(continued)
At the request of a tow company owner, one officer responded to a McDonald's parking lot outside his patrol area to issue infractions, and three waiting trucks took the cars away while the owners helplessly watched, investigators reported.
In another variant of the scheme, some officers at accident scenes or who recover stolen cars directly call tow trucks instead of waiting for dispatchers to send a contractor's tow truck, investigators found.
As a result, no record of the tow is kept and the company can keep the car to rack up storage fees.
The report did not mention whether these officers receive kickbacks from the companies they help.
Police agencies in the area have uncovered similar schemes involving law enforcement officers, but "it's kind of rare," said Metro Transit Police Sgt.
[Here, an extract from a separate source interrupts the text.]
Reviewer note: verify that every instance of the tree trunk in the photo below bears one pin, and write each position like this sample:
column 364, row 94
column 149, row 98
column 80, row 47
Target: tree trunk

James Holmes, who is a director of the International Association of Auto Theft Investigators.
"It's rare that police are involved in some type of internal corruption, but it has happened in the past in D.C. and in the outlying jurisdictions," Sgt. Holmes said.
The report found that while some officers broke D.C. laws and department rules in their work with towing companies, others just did not properly enforce towing regulations.
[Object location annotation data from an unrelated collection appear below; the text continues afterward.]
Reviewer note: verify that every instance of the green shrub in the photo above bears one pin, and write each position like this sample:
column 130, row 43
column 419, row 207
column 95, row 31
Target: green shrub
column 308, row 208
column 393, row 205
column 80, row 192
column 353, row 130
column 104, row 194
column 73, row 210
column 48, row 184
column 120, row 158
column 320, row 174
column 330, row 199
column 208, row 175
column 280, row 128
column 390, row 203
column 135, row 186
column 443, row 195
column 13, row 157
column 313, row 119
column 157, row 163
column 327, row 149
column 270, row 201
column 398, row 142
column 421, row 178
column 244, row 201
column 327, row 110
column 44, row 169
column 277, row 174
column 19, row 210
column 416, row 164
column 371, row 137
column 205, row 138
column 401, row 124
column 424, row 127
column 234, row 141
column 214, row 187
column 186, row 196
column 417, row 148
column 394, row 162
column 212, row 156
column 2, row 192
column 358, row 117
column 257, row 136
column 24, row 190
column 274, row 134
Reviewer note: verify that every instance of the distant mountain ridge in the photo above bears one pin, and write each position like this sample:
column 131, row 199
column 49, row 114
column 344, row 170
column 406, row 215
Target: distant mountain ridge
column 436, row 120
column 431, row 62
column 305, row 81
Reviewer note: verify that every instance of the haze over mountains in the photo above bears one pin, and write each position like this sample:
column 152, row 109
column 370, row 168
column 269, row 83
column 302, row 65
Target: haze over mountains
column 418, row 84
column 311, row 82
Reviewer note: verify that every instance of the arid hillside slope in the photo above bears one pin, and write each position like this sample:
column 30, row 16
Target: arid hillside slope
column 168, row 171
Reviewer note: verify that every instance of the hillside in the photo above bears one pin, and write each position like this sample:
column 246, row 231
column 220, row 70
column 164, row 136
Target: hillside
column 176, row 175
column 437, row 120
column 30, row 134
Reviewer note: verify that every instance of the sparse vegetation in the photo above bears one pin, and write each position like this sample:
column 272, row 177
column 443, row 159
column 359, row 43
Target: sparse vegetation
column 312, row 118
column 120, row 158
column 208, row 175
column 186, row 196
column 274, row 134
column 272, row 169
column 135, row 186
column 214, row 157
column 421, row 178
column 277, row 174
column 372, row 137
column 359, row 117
In addition to the towing scheme, the report criticized the Metropolitan Police Department's system for documenting and tracking recovered stolen vehicles as "antiquated and not functional."
The department's database holds only 15 of the 17-digit vehicle identification number.
Even worse, "more than half of the numbers were either entered incorrectly or not entered at all," the report states.
"As a result of officers failing to notify owners, owners have often gone months without a vehicle and are faced with a large tow and storage expense," according to the report.